At another point during the event, the award-winning actor called the United States “a material, a militaristic and, frankly — let’s call a spade a spade — a racist society.”
A spokesperson for A&M said they had no prior knowledge of Glover’s speech, which can be viewed on YouTube. But not here.
This isn’t the first time I’ve seen Glover put everything in the context of black exploitation.
The first half of Glover’s bio blurb at Filmreference.com:
Nationality: American. Born: San Francisco, California, 22 July 1947. Education: San Francisco State University, degree in economics; studied acting at Black Actors’ Workshop, American Conservatory Theatre, beginning in 1975. Family: Married Asake Bomani, 1975; children: Mandisa. Career: Actor.

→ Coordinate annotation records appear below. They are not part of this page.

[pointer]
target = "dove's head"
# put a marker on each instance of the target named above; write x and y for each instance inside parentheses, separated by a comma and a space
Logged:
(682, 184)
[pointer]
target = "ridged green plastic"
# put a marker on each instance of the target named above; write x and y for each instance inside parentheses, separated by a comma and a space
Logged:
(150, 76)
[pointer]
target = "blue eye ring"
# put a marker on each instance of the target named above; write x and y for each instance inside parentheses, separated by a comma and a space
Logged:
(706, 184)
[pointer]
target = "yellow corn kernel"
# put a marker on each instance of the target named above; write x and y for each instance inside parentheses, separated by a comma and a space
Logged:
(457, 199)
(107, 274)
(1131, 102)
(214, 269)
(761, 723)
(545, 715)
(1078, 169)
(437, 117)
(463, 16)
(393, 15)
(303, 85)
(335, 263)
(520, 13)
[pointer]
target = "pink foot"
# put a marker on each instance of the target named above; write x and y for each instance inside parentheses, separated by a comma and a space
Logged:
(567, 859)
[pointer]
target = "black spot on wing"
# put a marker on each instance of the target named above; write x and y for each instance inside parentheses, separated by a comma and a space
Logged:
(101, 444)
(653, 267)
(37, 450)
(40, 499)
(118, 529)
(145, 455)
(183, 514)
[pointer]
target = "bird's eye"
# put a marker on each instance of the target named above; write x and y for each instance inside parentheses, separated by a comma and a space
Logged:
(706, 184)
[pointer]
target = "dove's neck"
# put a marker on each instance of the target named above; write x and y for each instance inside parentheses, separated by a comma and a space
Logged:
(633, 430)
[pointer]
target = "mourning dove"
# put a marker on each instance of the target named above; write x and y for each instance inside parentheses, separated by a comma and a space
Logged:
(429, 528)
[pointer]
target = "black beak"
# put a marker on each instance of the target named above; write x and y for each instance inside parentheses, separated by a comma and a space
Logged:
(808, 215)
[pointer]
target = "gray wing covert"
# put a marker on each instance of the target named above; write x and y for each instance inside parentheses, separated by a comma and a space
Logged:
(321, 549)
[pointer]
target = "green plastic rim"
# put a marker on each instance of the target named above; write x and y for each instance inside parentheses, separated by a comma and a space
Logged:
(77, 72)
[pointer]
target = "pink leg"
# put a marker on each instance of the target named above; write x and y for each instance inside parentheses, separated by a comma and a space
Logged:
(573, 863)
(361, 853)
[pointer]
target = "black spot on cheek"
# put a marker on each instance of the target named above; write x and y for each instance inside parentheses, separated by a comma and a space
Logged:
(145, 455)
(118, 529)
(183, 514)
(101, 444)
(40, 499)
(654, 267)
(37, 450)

Began acting in the late 1960s with San Francisco State University’s Black Students Union; evaluator of social programs, City of Berkeley, California; researcher, Office of the Mayor, San Francisco, California, 1971–75; recorded books on tape for children and adults, including Long Walk to Freedom (reading of Nelson Mandela’s autobiography), Time Warner Audio Books, 1996;
Danny Glover’s world is colored black. Everything he does, sees, is black. And because he’s a leftist, it’s also the doctrine of victim. What he’s just done is couple firearms with evil intent.
When reading about this sort of thing I wonder what would happen if everyone suddenly lost their memories. Think about it… We would be friends and neighbors based on what matters: how we treat each other. Today. It could never be about things that happened to our ancestors hundreds of years ago, but in the here and now.
I must tell you, sometimes I’m happy to be adopted.